Friday, December 12, 2008
Page 11
AT THE SIDEBAR (Column)
A Message of Holiday Sanity
By J’AMY PACHECO
A few days ago, I decided to make an early morning run to the grocery store. It’s not like I was gung-ho about grocery shopping; rather, I’d just about had it with the pre-holiday crowds that seemed to be everywhere and wanted to avoid them.
It seemed to work. I parked in a nearly deserted lot, and had the grocery store mostly to myself. I was in and out in record time, returning to my lonely car less than an hour after I’d left it.
As I put the groceries in the trunk, I noticed an enormous puddle next to the driver’s door. What was most notable about this puddle was the fact that it seemed to be bubbling. I approached, and realized it was cola. It looked like someone had dropped an entire bottle next to my car, and that it had exploded.
Considering the fact that the parking lot was nearly deserted and there were no cars even close to mine, I was baffled by how it came to be there. Puzzlement turned to annoyance when I realized the driver side of my car had been within range; cola literally dripped off that side of the car.
I was angry. The cola shower came just days after someone hit the driver door of my car with their door – leaving an eight-inch gouge, breaking the paint all the way down to the metal – and driving away without taking responsibility.
I fumed as I pulled half-used water bottles out of my trunk to squirt off the cola. Tossing the empties into the trunk, I wondered how it was possible for someone to accidentally get cola all over my car in a nearly empty parking lot. I cursed them under my breath, adding a curse for the person who had slammed their door into mine days earlier.
As I drove home, I decided a peppermint coffee was just the thing I needed to get over my Grinch-like feelings. I parked outside Starbucks, and crossing the parking lot, I noticed a neatly dressed man carrying two bulging trash bags filled with cans and plastic bottles.
He was headed for a trash can when I offered him the water bottles in my trunk. He was very polite, and seemed a little bit embarrassed.
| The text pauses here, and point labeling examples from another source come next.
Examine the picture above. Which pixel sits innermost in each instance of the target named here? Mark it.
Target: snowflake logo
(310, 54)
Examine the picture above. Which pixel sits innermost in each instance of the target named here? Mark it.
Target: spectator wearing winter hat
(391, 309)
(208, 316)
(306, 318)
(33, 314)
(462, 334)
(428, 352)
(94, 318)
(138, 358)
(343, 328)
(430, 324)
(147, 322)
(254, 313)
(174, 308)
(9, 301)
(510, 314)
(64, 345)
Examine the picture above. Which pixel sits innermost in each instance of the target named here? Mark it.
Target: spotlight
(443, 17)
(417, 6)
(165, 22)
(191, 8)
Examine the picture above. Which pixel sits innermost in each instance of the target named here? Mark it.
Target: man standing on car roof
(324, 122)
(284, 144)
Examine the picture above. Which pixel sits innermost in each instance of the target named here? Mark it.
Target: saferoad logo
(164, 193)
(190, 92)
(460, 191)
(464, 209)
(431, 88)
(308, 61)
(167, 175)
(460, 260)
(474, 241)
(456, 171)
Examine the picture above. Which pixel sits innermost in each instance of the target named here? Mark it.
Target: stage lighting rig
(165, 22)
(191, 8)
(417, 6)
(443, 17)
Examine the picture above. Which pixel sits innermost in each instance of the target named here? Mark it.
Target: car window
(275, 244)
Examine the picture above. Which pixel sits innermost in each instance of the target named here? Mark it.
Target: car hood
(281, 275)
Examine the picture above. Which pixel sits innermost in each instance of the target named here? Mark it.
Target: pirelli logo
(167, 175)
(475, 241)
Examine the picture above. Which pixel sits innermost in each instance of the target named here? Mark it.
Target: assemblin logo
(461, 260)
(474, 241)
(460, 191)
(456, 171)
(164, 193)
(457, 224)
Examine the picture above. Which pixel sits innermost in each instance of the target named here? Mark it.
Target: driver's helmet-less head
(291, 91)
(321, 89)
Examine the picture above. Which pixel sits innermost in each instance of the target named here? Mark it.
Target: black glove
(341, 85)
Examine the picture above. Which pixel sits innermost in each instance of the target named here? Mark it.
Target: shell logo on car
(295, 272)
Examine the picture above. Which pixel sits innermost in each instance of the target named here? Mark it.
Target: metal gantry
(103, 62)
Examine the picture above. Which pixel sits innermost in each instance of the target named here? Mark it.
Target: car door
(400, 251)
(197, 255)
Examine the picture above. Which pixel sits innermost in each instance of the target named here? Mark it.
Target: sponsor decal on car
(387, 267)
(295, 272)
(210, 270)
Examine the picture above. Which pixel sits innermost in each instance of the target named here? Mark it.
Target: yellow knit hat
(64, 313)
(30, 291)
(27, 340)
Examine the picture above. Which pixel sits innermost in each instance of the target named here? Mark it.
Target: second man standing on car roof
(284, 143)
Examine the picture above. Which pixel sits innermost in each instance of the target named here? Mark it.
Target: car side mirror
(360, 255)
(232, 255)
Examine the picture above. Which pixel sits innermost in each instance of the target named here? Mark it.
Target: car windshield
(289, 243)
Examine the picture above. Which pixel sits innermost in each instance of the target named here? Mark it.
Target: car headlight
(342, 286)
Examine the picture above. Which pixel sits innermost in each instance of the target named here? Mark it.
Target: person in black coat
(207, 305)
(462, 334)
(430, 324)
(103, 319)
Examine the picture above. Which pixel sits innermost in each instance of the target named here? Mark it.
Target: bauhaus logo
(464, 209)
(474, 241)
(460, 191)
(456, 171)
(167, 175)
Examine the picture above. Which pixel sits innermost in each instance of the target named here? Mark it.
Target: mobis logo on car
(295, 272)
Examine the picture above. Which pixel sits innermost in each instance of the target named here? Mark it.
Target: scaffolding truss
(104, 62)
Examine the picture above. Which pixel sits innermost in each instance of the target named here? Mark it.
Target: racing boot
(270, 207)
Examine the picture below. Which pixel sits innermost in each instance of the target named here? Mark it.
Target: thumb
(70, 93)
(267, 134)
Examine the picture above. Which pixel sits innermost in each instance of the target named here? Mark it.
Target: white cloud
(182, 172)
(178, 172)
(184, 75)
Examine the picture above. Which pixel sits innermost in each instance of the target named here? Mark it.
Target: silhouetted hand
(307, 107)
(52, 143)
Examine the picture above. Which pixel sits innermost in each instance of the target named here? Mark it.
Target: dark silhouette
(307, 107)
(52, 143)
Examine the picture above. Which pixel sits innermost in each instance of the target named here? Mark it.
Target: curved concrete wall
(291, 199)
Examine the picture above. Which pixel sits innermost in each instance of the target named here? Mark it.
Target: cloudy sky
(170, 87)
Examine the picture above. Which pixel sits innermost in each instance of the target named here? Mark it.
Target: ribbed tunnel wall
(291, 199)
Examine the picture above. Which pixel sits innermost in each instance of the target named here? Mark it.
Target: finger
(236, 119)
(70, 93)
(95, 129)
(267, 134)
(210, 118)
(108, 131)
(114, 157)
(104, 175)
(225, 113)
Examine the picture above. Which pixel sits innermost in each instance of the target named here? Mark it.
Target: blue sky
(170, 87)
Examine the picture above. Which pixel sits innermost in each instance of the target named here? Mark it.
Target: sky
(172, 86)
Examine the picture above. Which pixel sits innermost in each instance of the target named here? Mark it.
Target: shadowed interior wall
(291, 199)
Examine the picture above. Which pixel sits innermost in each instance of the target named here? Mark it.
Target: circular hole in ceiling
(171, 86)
His eyes lit up when he saw the grocery bags, and he sheepishly admitted he’d thought the bags were filled with bottles. I felt terrible about getting his hopes up.
I felt extraordinarily wasteful as I poured water from the remaining partially-used bottles so I could give him more. He accepted them gratefully, and then left.
It was a cold morning, and inside the shop, I realized that I should have offered to buy the man a cup of coffee. But when I went back outside, he was gone. I paid for my coffee and drove around the shopping complex, looking for him. He was nowhere to be found.
Driving home, it occurred to me that perhaps my encounter with the man was a message for me to put things back into perspective. I can’t tell you how selfish I felt realizing I’d been fuming about sticky soda on my car while others are scouring the world for cans and bottles to feed themselves.
It seemed like good timing for a message like that to come through. Christmas is just days away, and as usual, I’m nowhere near ready.
My tree was thrown together so quickly that I know it needs to be re-done. My house needs cleaning, top to bottom, and I haven’t finished shopping for anyone except my daughter.
I’ve got cookies to bake, candies to make, gifts to buy and wrap, food to purchase and garland that needs to be hung on the stair railings. Our little Dickens Village hasn’t seen the light of day yet, and somewhere, a herd of Rodney the Reindeer is crying to be let out of its Tupperware prison.
I’ve got a houseful and a half of guests coming the weekend before Christmas, and I have so much to do to get ready that it was starting to scare me.
Now, I’m asking myself, will my 13-month-old nephew really care of there are golden beads hanging on my tree? Will my 3-year-old niece notice if I put out fudge that is purchased, rather than homemade? Will my mother care if the silver gleams perfectly, or will she just be happy to spend her first Christmas as a widow surrounded by people who love her?
I think I already know the answer, and I believe I found it because of the man collecting cans and bottles outside Starbucks. I hope you can find the same spontaneous moment of sanity this holiday season, and that the coming year is a stable one for all of us. Happy holidays!